Is Deion Sanders' Colorado team ready to break through? It depends which way you look at it


LAS VEGAS — Deion Sanders was notably more measured for most of his interview circuit at Allegiant Stadium on Wednesday than he was after that stunning season-opening upset of TCU last September when he walked into his postgame news conference and boisterously proclaimed, “Do you believe??”

However, he did still have a security guard right behind him and a camera crew documenting his every move.

Anyone who paid attention to Colorado football last year — and it was nearly impossible not to — remembers well the arc of Sanders’ first season. After starting 3-0 and becoming the most talked-about story in sports, the Buffs got drilled 42-6 by Oregon and won just once more to finish 4-8. A whole lot of people took delight in seeing Coach Prime get humbled in such a humiliating fashion.

But Sanders characterizes his debut season more favorably.

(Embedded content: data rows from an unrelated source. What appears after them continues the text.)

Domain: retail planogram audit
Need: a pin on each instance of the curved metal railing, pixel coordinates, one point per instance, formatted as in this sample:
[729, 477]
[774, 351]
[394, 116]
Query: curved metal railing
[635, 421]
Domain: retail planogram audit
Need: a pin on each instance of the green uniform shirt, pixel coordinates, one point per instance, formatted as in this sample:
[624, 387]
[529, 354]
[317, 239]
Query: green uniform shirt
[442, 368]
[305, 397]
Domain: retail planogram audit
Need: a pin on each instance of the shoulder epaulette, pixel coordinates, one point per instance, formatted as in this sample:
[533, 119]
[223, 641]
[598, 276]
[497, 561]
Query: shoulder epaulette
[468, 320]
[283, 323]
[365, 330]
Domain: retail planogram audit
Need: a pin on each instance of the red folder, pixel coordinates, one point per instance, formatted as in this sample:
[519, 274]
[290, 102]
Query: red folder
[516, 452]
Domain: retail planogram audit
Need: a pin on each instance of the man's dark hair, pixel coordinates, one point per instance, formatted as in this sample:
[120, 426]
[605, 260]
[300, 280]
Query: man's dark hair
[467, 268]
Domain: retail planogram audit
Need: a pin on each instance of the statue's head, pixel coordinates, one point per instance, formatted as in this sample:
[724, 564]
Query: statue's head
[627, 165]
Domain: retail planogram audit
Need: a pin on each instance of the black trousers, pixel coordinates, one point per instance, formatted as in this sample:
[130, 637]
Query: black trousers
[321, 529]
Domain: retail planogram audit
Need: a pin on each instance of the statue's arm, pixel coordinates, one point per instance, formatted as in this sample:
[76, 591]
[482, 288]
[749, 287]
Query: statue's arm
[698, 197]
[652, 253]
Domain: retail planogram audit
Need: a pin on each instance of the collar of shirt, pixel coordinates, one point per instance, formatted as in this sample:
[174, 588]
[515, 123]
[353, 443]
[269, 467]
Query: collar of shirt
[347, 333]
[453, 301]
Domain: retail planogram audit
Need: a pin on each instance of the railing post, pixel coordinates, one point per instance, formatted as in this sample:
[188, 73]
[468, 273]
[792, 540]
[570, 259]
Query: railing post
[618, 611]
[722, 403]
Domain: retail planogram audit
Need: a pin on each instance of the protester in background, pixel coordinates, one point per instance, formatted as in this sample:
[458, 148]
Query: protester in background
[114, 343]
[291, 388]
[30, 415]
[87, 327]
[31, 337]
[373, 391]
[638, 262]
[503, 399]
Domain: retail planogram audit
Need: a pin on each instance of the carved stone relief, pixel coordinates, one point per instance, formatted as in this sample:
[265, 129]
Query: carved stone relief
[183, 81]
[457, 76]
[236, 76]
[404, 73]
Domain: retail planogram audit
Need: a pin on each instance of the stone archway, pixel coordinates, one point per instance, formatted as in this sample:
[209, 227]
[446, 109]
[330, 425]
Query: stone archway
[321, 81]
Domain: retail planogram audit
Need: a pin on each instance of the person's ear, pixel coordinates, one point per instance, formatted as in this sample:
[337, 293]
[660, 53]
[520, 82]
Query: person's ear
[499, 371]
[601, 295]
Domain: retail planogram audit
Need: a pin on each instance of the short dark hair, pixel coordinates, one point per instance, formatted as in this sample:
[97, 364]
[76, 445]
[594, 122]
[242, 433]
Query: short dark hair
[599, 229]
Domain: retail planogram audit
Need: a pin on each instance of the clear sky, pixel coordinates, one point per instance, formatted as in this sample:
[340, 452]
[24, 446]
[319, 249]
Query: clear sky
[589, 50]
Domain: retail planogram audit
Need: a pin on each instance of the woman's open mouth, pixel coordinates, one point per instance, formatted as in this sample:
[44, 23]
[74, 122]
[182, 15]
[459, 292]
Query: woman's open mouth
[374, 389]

“Look at the scores, (six of the losses) were one-possession games,” he told The Athletic Wednesday at Big 12 media days. “We were close, but we didn’t have what we needed to get over the hump. The record was what it was, but when you’re talking about progress, before we got there …”

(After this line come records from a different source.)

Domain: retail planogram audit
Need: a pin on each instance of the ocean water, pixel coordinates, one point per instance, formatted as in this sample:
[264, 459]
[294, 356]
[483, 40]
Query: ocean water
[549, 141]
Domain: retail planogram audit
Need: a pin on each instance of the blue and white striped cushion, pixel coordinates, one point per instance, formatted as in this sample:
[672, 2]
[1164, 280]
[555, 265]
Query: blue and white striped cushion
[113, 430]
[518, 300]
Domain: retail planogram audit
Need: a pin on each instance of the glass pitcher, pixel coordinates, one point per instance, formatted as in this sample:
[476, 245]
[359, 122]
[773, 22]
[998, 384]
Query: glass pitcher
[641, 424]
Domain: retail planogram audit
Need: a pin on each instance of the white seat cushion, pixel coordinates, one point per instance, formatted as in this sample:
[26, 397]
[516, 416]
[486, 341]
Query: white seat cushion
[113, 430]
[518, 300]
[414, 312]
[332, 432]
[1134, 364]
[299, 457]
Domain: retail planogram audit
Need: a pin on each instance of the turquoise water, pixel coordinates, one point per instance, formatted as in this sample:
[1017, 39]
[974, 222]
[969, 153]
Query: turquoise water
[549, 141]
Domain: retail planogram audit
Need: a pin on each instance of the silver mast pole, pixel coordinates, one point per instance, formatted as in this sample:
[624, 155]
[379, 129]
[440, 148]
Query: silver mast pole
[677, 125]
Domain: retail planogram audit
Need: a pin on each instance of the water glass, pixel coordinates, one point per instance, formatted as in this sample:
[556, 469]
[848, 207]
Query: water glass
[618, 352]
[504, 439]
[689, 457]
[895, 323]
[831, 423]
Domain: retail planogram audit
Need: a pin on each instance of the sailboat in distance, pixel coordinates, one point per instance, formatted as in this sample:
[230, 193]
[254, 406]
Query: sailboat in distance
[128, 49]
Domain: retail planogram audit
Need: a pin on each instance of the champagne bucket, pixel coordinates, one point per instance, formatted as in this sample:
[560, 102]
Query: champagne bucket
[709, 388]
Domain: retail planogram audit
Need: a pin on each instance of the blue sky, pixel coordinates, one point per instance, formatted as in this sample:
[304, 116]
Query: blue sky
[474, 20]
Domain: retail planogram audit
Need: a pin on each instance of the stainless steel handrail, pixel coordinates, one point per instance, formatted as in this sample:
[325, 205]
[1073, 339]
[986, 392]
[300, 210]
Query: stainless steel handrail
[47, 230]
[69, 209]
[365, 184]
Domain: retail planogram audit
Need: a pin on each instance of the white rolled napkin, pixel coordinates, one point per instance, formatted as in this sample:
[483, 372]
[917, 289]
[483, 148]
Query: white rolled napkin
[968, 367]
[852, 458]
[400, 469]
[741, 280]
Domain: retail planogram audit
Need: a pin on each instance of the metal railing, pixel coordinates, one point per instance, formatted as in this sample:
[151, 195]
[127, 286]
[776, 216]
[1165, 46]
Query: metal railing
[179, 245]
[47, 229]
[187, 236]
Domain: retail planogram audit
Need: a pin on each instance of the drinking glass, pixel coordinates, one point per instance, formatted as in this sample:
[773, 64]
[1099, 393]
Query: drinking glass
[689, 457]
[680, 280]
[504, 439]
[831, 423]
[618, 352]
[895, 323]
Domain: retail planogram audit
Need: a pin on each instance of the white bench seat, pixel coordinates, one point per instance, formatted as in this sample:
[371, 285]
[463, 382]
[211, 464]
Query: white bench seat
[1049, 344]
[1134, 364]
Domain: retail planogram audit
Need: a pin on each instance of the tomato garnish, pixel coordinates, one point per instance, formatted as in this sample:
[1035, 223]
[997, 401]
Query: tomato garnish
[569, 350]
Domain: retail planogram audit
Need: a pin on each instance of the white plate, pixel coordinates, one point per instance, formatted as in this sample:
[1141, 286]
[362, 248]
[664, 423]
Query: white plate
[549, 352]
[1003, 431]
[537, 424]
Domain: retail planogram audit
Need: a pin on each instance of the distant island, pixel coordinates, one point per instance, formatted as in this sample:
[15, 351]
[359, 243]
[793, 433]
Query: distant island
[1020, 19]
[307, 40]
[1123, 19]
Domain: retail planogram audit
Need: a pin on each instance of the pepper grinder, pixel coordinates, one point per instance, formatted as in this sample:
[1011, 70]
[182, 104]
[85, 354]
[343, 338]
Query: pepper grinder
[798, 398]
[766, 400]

At this point, he paused, thinking carefully about what he would say next. You could tell he was reticent about throwing the former CU staff and players under the bus.

“The margins of victory (the year before), that’s totally different. You’ve got to check those.”

He’s not wrong. The Buffs’ 1-11 team in 2022 was abysmal, losing 10 games by at least 25 points, including the last five by at least five touchdowns. Compared to that team, the 2023 Buffs may as well have been the school’s 1990 national title team.

“It’s going to take one more touchdown,” star quarterback Shedeur Sanders said of winning close games. “I feel like I’ve got one more touchdown in me after this offseason work.”

The Sanders’ version of Pops’ first season is the “glass half-full” one.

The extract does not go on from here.